Originally posted by exilio
Hmmm.
Things seem to have gotten more complex. Some of the schools I am looking at like UCSD and UC Berkeley offer onlt calculus based Physics courses.
So that sucks. I'm either being forced into going to a chool with a non calc-based physics course or I am looking at 3 years instead of two when I xfer.
help...
Berkeley's physics 8a/8b series isn't rigorously calc based, and from what I understand, they only really expect you to ba able to follow the logic of the calculus used in the descriptions and derivations, rather than expecting you to use calculus in any serious way. For Molecular and Cell Biology (MCB), which is the standard pre-med major, you are required to take the same calculus that engineers and math majors take their first year; yet the calculus that is a prereq to the physics 8 series is the "calculus for poets" series (math 16) as my ex used to call it. It's only one dimensional, and the only reason they require it at all is probably because it helps you see the trend in equations of motion, as described by Cerberus. No one really checks prereqs at Cal, and I bet that the physics 8 professors know that most of their students abhor and fear calc, so I don't think you need to be too worried. I'd wager that you could probably take math 16 and phys 8a concurrently, and be fine in both--it certainly would be less of a challenge than your firts year of med school promises to be.

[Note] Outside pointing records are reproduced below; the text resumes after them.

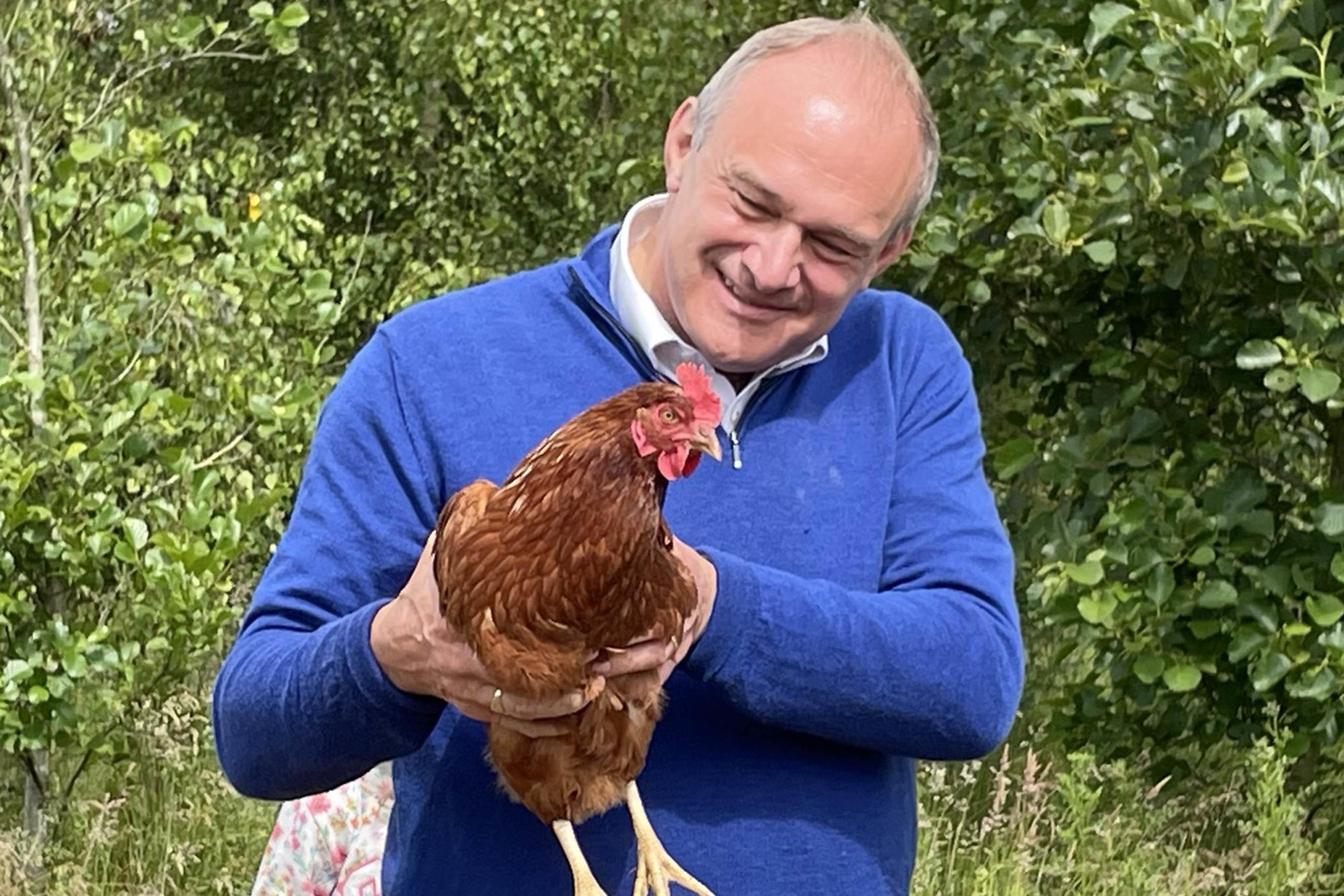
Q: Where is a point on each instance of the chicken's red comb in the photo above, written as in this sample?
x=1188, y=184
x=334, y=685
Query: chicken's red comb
x=696, y=385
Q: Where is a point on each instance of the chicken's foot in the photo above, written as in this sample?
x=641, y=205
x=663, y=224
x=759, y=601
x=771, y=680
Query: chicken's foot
x=585, y=885
x=655, y=868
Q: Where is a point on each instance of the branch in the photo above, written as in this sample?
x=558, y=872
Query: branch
x=10, y=330
x=32, y=300
x=112, y=88
x=1279, y=473
x=33, y=773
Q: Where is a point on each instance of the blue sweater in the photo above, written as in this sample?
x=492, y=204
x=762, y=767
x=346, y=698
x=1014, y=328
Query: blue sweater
x=865, y=616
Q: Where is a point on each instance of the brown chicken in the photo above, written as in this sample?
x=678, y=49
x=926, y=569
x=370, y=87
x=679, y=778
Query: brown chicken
x=568, y=559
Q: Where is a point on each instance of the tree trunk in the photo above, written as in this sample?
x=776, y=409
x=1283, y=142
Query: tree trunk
x=32, y=304
x=37, y=784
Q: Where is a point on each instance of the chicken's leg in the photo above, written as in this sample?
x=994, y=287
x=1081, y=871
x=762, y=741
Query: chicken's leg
x=585, y=885
x=655, y=867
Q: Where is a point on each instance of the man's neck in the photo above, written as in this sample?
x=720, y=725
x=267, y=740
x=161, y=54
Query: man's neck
x=646, y=249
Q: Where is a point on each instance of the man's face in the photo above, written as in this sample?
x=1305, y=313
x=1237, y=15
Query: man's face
x=786, y=211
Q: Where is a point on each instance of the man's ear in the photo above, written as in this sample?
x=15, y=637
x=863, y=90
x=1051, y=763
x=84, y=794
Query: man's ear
x=677, y=145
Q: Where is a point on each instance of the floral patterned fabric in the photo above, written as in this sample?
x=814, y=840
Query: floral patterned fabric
x=330, y=844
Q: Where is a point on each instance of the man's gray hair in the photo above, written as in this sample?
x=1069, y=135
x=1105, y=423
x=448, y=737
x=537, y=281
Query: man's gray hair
x=886, y=50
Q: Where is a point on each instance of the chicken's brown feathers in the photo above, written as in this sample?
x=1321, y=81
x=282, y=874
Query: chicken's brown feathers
x=568, y=557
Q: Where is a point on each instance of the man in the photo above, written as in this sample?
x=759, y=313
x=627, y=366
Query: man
x=857, y=606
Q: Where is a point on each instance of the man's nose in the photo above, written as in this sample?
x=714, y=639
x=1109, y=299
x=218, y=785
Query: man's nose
x=772, y=262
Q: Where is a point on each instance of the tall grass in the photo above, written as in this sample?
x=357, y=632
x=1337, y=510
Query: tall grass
x=1014, y=825
x=1010, y=825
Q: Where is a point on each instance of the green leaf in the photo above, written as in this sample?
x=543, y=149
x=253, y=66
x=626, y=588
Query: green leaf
x=1205, y=629
x=1150, y=667
x=1217, y=596
x=1280, y=379
x=138, y=532
x=1182, y=678
x=162, y=174
x=1056, y=219
x=1316, y=383
x=116, y=421
x=1330, y=519
x=1096, y=609
x=1105, y=19
x=85, y=151
x=1161, y=584
x=127, y=219
x=1237, y=172
x=1259, y=354
x=292, y=15
x=1014, y=457
x=1101, y=252
x=1269, y=671
x=1318, y=686
x=1245, y=643
x=1088, y=573
x=1326, y=609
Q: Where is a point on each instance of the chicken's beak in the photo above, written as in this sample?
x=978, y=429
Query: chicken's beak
x=708, y=441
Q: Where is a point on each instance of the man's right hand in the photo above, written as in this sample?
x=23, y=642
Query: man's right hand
x=420, y=653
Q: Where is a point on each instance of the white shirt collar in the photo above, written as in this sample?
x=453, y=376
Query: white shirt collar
x=657, y=338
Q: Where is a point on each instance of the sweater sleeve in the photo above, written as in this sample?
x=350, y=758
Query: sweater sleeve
x=929, y=666
x=302, y=705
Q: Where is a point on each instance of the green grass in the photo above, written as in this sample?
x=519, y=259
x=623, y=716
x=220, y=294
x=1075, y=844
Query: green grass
x=1013, y=825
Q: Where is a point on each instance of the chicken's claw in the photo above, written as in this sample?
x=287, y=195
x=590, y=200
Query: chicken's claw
x=585, y=885
x=657, y=870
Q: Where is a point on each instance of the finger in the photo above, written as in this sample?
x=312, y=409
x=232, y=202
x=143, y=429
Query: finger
x=522, y=726
x=650, y=655
x=519, y=707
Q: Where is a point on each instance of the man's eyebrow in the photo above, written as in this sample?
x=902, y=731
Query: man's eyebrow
x=859, y=241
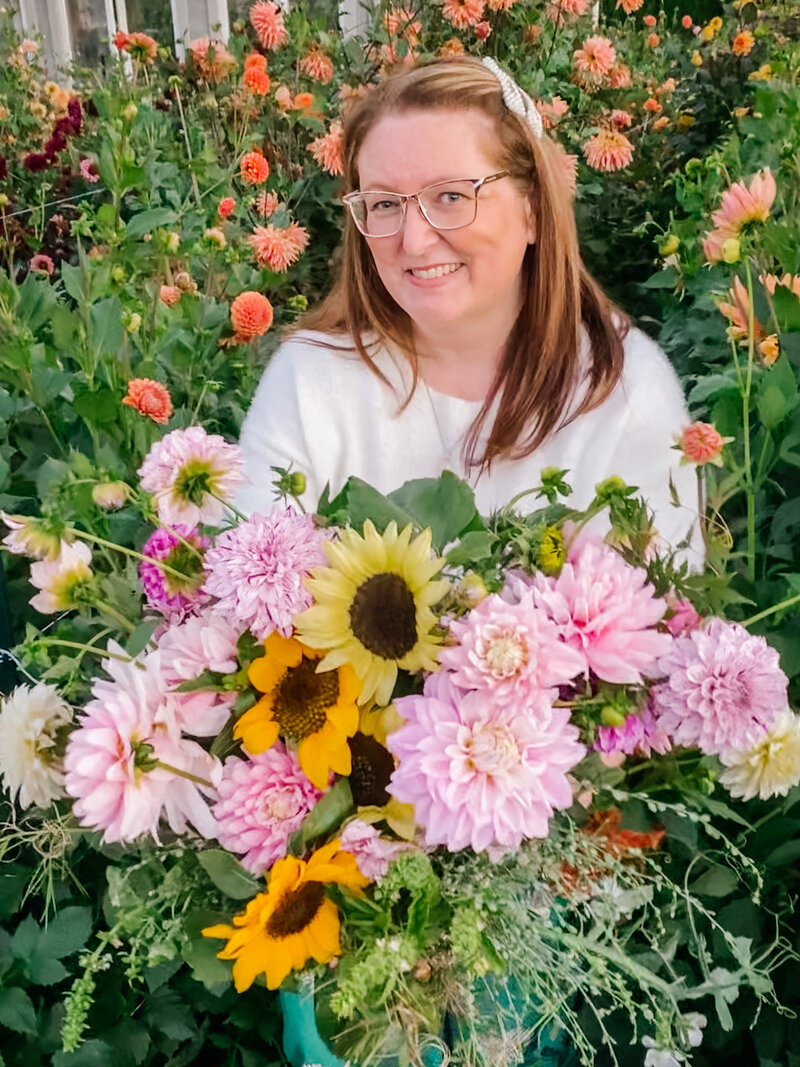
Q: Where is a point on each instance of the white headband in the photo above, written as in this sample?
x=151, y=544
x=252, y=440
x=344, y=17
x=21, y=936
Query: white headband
x=514, y=98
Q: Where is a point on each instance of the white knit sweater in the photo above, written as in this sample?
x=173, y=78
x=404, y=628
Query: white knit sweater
x=324, y=413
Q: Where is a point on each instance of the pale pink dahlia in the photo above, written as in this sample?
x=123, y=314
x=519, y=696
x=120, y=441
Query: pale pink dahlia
x=481, y=774
x=512, y=649
x=641, y=734
x=112, y=758
x=190, y=474
x=257, y=571
x=165, y=592
x=262, y=801
x=605, y=607
x=724, y=688
x=372, y=853
x=204, y=642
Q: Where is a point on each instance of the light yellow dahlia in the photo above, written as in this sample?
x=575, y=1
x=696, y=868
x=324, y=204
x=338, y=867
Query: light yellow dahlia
x=372, y=606
x=770, y=767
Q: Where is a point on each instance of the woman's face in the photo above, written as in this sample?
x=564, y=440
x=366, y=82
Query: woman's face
x=411, y=149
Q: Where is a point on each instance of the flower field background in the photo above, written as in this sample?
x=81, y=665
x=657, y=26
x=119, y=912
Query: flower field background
x=161, y=224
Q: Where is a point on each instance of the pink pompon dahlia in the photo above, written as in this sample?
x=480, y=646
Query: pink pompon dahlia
x=605, y=607
x=512, y=650
x=267, y=19
x=609, y=149
x=204, y=642
x=724, y=688
x=165, y=592
x=257, y=571
x=481, y=775
x=595, y=58
x=278, y=249
x=117, y=758
x=462, y=14
x=262, y=801
x=191, y=474
x=329, y=150
x=372, y=853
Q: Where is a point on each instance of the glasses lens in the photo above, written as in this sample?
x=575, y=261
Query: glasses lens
x=449, y=205
x=378, y=215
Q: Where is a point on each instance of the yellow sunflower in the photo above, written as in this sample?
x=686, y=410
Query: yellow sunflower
x=292, y=922
x=372, y=606
x=317, y=710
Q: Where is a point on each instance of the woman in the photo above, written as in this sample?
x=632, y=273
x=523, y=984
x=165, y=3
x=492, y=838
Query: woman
x=463, y=331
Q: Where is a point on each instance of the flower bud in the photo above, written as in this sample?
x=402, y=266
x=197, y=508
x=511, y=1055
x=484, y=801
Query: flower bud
x=731, y=250
x=111, y=495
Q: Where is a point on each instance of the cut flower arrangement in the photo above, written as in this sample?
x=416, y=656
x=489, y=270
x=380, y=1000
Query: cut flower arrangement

I can also say that I took precalc at a JC without ever taking trig--not even in HS--and I got a solid A in that class, despite being a C-/D- student in my Algebra II in the 12th grade. Unless you know the system will reject your attempts to enroll without a prereq, I would ignore the prereq. And if they do have prereq checking software, I'd talk to the teacher about getting an add code, and if you explain your situation, they'll likely be happy to work with you. Premeds are harder working than the average student from which prereqs are implemented in the first place.
Lots of people will talk about the uselessness of calculus, but I for one feel that trig is far more useless than calc. pre-calc will give you the necessary introduction to trig, but there really isn't much point in taking a class that is about trig manipulations and memorizing identity functions and crap when you will seldom need that learning later. I'm an engineering major and I've never been at any disadvantage for not having trig, so I doubt you will find yourself wanting it.
Skip trig, take precalc over the summer, and then go on to physics.